The arresting authority for the state of Ohio, the receiving state in this instance, is to be found both within the Interstate Compact, in Section 5149.17 (B), Eevised Code, and in Section 2951.08 of the Eevised Code.

Section 5149.17 (B), Revised Code, provides as follows:

“Each receiving state will assume the duties of visitation of and supervision over probationers or parolees of any sending state and in the exercise of those duties will be governed by the same standards that prevail for its own probationers and parolees.”

Section 2951.08, Revised Code, provides as follows:

“During a period of probation, any field officer or probation officer may arrest the defendant without a warrant and bring him before the judge or magistrate before whom the cause was pending. Such arrest may also be made by any sheriff, deputy sheriff, marshal, deputy marshal, watchman, or police officer upon the written order of the chief probation officer, if the defendant is under the supervision of a county department of probation, or on the warrant of the judge or magistrate, or on the order of an officer of the adult parole authority created by Section 5149.02 of the Revised Code, if the defendant is under its supervision.”

The arrest in the instant case was carried out by an officer of the Adult Probation Department of Franklin County, Ohio.

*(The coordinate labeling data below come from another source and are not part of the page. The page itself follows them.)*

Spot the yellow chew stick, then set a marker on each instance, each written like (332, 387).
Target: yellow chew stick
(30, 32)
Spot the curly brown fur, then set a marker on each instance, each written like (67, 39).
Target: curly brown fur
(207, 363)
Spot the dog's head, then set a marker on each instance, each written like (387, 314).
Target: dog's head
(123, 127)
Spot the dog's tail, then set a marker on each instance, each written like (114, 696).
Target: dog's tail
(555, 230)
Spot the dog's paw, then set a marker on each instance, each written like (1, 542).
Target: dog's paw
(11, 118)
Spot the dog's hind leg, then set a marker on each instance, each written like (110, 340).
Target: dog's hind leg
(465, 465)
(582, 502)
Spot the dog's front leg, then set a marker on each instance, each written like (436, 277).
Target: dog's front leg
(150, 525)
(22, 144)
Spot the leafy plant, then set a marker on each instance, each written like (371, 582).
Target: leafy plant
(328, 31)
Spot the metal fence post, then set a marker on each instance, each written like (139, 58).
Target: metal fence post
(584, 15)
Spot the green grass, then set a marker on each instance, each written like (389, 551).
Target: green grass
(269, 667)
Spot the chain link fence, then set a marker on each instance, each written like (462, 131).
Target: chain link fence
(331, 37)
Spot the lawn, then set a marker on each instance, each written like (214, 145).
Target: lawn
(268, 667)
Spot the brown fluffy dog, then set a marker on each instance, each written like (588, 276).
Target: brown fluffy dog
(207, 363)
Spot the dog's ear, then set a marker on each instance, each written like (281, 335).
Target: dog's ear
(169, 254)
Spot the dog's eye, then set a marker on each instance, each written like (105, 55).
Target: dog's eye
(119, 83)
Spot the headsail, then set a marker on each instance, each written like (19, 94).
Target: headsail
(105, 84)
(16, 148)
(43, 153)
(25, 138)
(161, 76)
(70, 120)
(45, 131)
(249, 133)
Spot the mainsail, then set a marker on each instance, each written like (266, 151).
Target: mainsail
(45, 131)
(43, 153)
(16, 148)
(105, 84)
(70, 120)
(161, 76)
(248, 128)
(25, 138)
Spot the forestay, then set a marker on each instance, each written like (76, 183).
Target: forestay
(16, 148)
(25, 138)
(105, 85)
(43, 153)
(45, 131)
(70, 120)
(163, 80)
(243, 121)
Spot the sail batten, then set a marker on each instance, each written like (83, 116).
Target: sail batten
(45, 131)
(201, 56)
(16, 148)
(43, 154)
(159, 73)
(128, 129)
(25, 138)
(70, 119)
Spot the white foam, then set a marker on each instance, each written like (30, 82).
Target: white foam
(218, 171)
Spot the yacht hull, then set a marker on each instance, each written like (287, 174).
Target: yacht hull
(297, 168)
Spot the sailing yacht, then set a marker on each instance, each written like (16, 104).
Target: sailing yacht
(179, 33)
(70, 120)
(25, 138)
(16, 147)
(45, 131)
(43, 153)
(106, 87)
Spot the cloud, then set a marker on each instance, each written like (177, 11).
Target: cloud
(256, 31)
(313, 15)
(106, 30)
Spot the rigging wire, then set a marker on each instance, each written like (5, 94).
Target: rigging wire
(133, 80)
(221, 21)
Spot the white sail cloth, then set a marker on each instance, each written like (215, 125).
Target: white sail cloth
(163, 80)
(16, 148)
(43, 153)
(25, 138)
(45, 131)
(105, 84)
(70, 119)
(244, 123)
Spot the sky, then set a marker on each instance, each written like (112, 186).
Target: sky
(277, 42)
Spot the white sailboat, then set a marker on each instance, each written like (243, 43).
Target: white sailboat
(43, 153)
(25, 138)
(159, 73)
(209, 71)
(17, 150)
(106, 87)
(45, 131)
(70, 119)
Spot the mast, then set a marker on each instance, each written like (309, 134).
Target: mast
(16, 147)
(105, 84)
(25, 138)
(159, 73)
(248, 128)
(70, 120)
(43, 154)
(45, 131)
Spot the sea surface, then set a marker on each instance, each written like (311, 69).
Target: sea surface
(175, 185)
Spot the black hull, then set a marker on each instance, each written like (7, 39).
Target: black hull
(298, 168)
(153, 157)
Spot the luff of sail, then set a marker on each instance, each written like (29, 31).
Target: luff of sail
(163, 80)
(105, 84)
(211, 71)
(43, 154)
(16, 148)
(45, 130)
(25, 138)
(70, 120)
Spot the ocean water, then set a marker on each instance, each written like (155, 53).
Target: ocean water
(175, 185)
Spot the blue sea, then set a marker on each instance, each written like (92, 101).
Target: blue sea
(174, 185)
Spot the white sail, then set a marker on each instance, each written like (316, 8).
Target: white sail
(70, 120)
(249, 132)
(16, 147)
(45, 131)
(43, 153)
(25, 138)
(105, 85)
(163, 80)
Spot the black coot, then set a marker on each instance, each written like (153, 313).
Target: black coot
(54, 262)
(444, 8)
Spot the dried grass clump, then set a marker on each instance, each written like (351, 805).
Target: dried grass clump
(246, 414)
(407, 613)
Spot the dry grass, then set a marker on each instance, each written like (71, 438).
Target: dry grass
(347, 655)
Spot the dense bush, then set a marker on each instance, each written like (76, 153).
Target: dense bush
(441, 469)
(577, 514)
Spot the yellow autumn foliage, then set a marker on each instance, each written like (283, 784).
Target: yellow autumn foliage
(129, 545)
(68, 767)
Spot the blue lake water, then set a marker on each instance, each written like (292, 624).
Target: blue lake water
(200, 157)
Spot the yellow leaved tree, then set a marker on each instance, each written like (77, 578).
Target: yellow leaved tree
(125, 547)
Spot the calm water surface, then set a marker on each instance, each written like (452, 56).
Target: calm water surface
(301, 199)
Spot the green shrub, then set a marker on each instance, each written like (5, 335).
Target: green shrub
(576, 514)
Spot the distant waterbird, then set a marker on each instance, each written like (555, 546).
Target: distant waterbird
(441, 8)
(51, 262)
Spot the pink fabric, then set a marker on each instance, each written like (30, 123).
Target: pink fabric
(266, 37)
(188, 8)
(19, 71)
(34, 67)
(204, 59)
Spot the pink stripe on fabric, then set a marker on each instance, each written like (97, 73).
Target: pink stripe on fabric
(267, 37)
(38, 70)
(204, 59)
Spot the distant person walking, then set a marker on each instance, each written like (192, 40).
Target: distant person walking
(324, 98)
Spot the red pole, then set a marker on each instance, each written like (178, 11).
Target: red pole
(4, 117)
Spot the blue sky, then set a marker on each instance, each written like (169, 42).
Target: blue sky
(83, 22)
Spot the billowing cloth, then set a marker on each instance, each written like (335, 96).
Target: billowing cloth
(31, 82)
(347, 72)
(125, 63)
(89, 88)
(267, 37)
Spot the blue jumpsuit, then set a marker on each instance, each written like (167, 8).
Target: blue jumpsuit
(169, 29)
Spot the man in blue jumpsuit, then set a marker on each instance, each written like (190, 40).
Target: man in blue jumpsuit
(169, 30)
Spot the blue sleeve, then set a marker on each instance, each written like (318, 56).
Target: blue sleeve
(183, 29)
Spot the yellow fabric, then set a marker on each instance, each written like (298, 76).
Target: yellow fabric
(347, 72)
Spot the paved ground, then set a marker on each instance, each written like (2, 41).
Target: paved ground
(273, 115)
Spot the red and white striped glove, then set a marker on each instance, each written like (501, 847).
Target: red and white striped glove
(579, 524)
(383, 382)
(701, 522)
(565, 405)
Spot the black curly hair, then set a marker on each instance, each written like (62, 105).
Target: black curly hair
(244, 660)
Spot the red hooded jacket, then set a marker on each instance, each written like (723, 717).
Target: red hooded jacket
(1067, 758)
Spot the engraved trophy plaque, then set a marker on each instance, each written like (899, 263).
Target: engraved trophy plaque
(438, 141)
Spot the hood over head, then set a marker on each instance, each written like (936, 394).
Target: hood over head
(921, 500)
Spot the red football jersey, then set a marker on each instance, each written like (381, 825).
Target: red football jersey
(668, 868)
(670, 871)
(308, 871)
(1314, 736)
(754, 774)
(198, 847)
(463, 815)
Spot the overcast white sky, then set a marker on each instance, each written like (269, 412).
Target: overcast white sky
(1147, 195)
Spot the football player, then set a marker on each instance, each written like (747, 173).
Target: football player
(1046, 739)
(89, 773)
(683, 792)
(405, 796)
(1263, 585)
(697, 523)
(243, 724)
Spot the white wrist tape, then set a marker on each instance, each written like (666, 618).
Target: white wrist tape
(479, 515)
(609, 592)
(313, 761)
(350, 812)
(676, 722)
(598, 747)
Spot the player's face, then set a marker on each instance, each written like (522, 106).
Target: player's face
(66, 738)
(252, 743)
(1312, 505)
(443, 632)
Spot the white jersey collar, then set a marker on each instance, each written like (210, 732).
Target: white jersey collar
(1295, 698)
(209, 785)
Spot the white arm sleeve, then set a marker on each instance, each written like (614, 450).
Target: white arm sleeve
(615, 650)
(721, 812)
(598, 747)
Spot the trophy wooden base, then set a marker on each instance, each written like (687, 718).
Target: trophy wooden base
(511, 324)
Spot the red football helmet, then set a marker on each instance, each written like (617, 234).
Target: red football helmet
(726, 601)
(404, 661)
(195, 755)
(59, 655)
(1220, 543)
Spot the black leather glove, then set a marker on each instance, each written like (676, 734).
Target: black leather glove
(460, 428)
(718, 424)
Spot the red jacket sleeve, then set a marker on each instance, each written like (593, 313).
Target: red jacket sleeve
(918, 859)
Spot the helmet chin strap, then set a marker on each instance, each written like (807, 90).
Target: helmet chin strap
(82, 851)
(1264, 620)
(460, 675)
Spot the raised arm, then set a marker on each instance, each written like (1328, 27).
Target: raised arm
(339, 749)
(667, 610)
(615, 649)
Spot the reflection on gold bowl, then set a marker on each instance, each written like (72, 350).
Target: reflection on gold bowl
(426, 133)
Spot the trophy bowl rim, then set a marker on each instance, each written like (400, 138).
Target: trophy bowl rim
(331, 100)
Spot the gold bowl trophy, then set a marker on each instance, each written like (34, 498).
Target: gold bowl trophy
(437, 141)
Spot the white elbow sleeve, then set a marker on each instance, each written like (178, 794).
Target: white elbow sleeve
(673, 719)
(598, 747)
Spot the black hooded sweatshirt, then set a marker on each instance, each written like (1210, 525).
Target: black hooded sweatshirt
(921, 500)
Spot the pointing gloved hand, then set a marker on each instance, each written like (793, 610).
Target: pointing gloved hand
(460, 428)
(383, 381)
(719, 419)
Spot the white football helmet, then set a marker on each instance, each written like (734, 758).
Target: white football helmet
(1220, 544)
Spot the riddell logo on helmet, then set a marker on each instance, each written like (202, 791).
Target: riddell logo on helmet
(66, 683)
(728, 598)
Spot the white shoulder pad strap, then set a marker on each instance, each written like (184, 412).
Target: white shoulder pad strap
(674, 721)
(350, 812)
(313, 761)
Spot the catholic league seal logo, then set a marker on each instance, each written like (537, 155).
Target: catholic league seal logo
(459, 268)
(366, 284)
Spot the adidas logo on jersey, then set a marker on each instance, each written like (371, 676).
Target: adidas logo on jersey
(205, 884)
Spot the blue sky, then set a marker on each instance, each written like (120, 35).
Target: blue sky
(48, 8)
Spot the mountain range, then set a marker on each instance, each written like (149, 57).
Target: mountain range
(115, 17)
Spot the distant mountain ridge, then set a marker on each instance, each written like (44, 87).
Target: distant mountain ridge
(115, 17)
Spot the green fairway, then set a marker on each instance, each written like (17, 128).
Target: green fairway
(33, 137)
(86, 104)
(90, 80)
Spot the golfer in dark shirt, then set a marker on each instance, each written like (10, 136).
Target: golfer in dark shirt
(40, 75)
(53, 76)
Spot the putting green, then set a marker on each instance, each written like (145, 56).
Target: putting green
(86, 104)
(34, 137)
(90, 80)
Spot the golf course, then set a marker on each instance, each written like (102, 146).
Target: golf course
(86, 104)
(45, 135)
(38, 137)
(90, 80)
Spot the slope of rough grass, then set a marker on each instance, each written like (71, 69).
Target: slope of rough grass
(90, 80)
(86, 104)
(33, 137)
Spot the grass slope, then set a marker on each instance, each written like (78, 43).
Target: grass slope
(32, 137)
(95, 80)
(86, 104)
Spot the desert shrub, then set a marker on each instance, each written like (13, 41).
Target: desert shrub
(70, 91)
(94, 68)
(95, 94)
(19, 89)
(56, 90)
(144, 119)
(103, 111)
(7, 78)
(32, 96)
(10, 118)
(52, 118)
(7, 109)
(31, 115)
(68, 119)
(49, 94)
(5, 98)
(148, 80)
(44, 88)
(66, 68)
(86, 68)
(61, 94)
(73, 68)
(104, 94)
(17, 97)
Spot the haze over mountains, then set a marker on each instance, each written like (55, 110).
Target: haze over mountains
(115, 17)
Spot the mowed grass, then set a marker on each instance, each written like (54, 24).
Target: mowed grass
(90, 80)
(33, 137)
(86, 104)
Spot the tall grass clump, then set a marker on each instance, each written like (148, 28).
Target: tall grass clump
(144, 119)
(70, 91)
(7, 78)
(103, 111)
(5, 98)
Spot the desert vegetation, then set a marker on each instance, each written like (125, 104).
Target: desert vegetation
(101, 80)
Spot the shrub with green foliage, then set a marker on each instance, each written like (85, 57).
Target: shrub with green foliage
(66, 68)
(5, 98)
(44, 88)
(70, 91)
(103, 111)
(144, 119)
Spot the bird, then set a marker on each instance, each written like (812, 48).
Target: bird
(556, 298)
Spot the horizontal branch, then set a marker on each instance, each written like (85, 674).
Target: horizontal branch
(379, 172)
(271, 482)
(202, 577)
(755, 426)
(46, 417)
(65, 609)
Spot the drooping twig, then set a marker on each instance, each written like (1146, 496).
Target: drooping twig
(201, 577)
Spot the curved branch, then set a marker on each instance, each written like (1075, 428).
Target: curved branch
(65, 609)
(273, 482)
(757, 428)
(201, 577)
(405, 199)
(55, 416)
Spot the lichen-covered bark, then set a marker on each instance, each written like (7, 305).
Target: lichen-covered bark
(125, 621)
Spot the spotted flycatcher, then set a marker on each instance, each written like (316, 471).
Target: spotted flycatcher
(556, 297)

A reading of the transcript of the docket and journal entries herein would indicate that such arrest was effectuated pursuant to a warrant issued by the Secretary of the Department of Health and Social Services of the State of Wisconsin, the counterpart of the Adult Parole Authority in the State of Ohio.

If it is assumed that, pursuant to Section 2951.08, Revised Code, a Franklin County Adult Probation Department officer could have made an arrest of one of our own Ohio probationers with, or without, a warrant, then it would appear to follow from the language of Section 5149.17 (B), Revised Code, that the Adult Probation Department officer, as in this instance, would have the same basic arresting authority relative to a probationer referred to this state for supervision by another state pursuant to the Interstate Compact.

The court below also properly held that the determination of the sending state, in this instance the state of Wisconsin, that the petitioner had violated the rules applicable to his probation, was not reviewable within the receiving state according to Section 5149.17 (C), Revised Code.

The assignment of error as urged by the petitioner is not well taken, and the judgment of the Court of Common Pleas is affirmed.

Judgment affirmed.

Dufpy, P. J., and Leach, J., concur.